In conclusion, while thinking about migration as an issue of global governance has in recent years been shaped by concerns about right-wing extremism, populism and the decline of solidarity, the initial responses to the COVID-19 pandemic in many cases appears to have fast tracked this political agenda.

Many of the developments described above are well-known to observers of international migration governance. While the 2014 Ebola outbreak embodied a very clear North-South dimension with respect to othering and the initial phase of the COVID-19 outbreak was characterized by a focus on China, i.e. Trump’s insistence on describing this as the “China-virus”, the rapid global spread of the virus has mapped onto existing patterns of structural inequality. From a scholarly perspective, this reveals complicated interfaces that will require some careful untangling. We end with three observations:

  1. The first concerns the kind of work biosecurity’ will do in the migration context and how the merging of a biosecurity rationale with national security maps onto the migration context. With respect to border management, open borders have now been re-constituted as threat-objects. The closure of borders (including borders within federal states, such as in Australia) is done in the name of ‘flattening the curve’ (ultimately, ‘saving lives’) and thus protecting the local as well as the global population. Multiple border closures are seen as a ‘biological necessity’ and careful attention will be needed to the evolving justification of these closures as well as their popularity.
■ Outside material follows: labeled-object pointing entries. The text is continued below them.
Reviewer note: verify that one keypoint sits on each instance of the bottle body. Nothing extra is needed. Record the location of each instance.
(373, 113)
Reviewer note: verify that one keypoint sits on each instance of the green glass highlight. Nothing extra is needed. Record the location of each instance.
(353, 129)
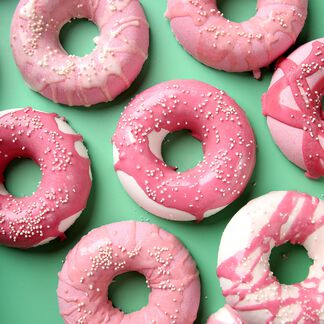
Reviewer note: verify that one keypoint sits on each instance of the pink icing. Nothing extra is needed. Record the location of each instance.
(294, 100)
(117, 248)
(65, 185)
(213, 118)
(235, 47)
(226, 315)
(247, 282)
(98, 77)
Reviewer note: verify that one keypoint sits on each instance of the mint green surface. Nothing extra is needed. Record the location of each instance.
(28, 279)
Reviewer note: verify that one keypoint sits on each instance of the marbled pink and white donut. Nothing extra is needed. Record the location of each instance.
(121, 49)
(66, 177)
(236, 47)
(111, 250)
(226, 315)
(294, 110)
(247, 282)
(214, 119)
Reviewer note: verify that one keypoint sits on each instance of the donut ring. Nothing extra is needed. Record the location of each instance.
(214, 119)
(66, 177)
(293, 107)
(236, 47)
(80, 81)
(225, 315)
(111, 250)
(243, 263)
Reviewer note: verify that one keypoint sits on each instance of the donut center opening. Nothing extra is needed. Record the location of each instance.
(181, 150)
(22, 177)
(290, 263)
(237, 10)
(78, 36)
(129, 292)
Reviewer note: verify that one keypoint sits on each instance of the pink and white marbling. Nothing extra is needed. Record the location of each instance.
(111, 250)
(236, 47)
(243, 261)
(214, 119)
(294, 110)
(120, 52)
(225, 315)
(66, 177)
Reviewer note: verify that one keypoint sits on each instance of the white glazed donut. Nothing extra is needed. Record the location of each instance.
(243, 261)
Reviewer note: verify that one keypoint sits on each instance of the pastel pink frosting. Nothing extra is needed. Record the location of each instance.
(66, 177)
(293, 107)
(111, 250)
(247, 282)
(117, 59)
(214, 119)
(208, 36)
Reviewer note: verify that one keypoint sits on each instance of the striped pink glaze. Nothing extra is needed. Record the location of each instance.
(226, 315)
(294, 110)
(66, 177)
(111, 250)
(120, 52)
(214, 119)
(243, 264)
(236, 47)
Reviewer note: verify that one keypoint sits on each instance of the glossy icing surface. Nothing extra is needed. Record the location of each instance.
(243, 265)
(121, 49)
(235, 47)
(214, 119)
(66, 177)
(117, 248)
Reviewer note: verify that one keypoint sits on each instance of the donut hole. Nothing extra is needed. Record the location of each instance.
(77, 36)
(237, 11)
(22, 177)
(290, 263)
(129, 292)
(181, 150)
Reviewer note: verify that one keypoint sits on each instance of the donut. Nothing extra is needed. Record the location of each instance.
(113, 249)
(225, 315)
(120, 52)
(236, 47)
(293, 107)
(214, 119)
(247, 282)
(62, 194)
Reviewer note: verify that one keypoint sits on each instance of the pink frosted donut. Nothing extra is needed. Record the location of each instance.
(225, 315)
(236, 47)
(79, 81)
(214, 119)
(66, 177)
(243, 262)
(111, 250)
(294, 110)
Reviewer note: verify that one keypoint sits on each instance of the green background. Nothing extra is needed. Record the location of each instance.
(28, 279)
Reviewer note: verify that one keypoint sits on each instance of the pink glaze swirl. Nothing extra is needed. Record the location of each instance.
(236, 47)
(243, 262)
(226, 315)
(294, 110)
(80, 81)
(111, 250)
(66, 177)
(214, 119)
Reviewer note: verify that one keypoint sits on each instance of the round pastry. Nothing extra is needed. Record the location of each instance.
(225, 315)
(294, 110)
(66, 177)
(120, 52)
(236, 47)
(214, 119)
(111, 250)
(247, 282)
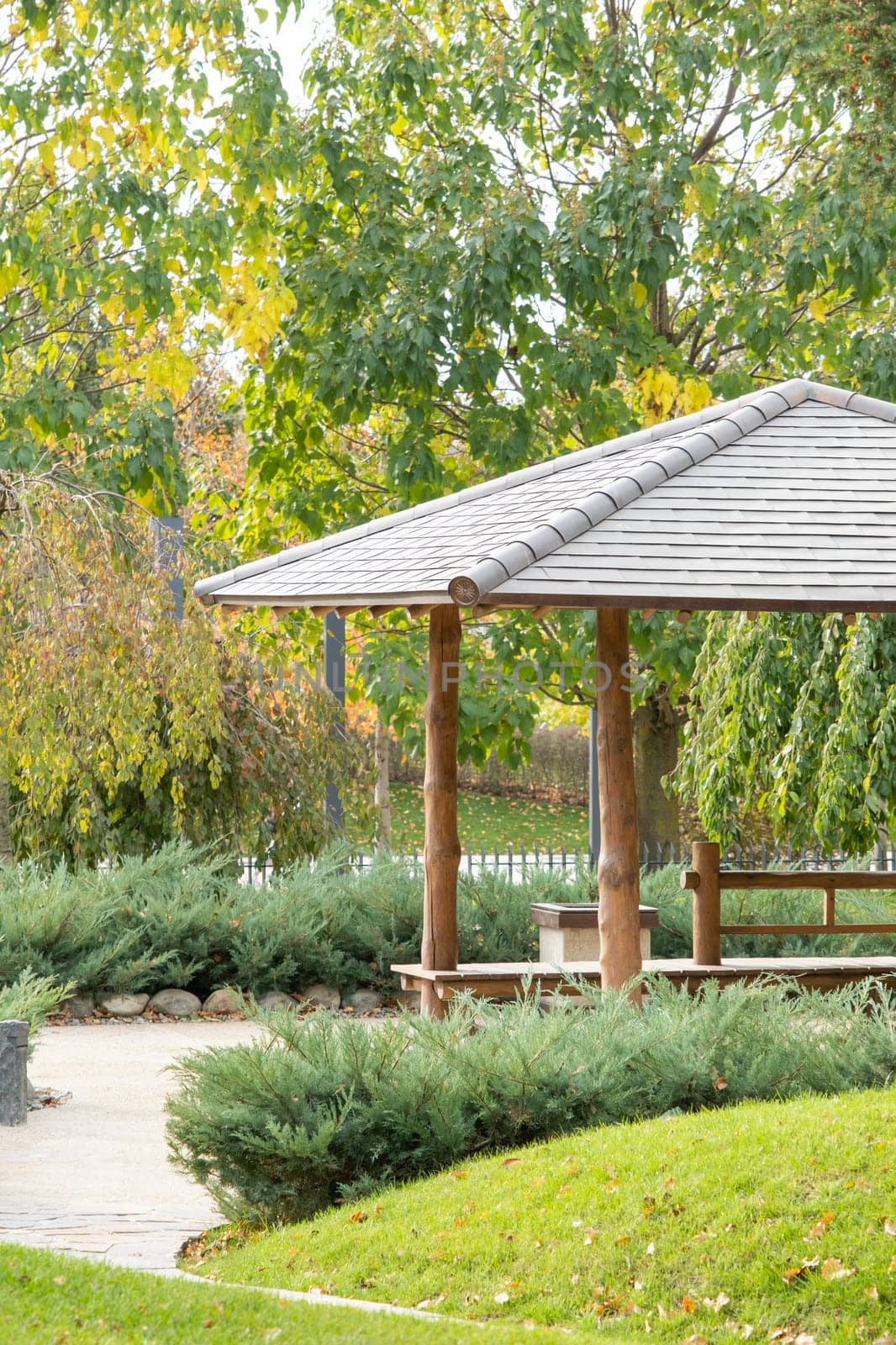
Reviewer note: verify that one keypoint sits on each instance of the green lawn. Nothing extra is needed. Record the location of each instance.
(51, 1300)
(763, 1219)
(492, 824)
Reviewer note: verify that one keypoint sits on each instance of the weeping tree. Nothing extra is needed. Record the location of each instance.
(794, 717)
(124, 728)
(515, 230)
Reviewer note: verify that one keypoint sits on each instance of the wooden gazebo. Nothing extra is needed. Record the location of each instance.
(781, 501)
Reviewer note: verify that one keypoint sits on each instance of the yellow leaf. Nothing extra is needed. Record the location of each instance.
(171, 370)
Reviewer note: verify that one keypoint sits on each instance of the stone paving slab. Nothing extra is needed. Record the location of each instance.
(92, 1174)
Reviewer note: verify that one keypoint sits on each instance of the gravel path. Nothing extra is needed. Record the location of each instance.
(92, 1174)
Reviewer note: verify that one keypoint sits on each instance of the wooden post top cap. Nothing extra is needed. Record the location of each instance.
(582, 915)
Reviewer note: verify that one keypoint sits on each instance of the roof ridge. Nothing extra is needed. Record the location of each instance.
(568, 524)
(658, 434)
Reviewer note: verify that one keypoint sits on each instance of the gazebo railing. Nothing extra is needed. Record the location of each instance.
(707, 880)
(515, 864)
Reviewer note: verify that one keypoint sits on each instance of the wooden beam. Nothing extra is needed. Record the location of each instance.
(707, 905)
(441, 847)
(618, 871)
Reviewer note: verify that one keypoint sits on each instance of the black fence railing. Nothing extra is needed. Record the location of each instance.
(514, 864)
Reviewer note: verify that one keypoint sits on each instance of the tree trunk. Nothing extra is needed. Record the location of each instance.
(381, 791)
(441, 847)
(618, 871)
(656, 728)
(6, 826)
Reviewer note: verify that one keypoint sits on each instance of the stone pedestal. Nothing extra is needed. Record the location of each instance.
(568, 931)
(13, 1080)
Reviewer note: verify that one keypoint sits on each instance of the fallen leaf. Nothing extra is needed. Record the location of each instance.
(797, 1273)
(835, 1269)
(821, 1227)
(717, 1302)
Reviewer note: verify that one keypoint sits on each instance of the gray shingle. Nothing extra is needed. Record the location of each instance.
(782, 499)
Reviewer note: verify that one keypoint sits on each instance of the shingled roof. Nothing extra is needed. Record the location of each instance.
(784, 499)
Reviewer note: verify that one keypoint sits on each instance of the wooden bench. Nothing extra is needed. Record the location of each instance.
(505, 979)
(569, 945)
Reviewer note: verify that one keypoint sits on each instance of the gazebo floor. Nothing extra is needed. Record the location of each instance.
(503, 979)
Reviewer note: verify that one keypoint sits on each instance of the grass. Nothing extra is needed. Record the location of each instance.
(51, 1300)
(486, 820)
(748, 1221)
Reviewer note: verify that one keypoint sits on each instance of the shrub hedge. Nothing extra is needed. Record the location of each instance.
(33, 1000)
(329, 1109)
(181, 918)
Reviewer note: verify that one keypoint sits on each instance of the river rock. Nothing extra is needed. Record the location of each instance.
(179, 1004)
(365, 1001)
(323, 995)
(276, 1000)
(124, 1006)
(224, 1001)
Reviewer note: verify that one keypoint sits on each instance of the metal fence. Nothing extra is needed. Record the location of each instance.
(517, 864)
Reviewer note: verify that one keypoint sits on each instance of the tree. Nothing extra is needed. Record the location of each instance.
(517, 230)
(851, 46)
(795, 717)
(140, 151)
(124, 728)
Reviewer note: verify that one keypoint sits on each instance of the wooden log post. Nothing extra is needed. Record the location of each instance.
(618, 869)
(707, 903)
(441, 847)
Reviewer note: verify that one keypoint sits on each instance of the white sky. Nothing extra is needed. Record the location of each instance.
(295, 40)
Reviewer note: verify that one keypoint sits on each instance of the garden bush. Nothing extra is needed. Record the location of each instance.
(181, 918)
(326, 1109)
(31, 1000)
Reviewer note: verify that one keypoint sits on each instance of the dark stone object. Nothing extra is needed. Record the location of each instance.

  2. The second is about emergent new combinations of political rationales: a widely reported upside to the outbreak is an improvement in pollution levels and air quality and due to collapse in industry and air traffic, while some report a renaissance of neighbourhood socialization due to the decline of ‘predatory tourism. It will be important to investigate to what extent this is combined with demands to decrease international migration, or particular types of international migration.
  3. The third observation points to the likelihood of a global recession or at least the prospect of increasing unemployment and significant reprioritizations in domestic budgets in the Global North. This dovetails with continued inaction on refugee and migrant protection by many higher income Global East governments. Globally, it is notable that individual states have announced considerable expansion of temporary welfare measures yet so far international collaboration has been scant, as have been considerations for the impact of the COVID-19 pandemic on international solidarity.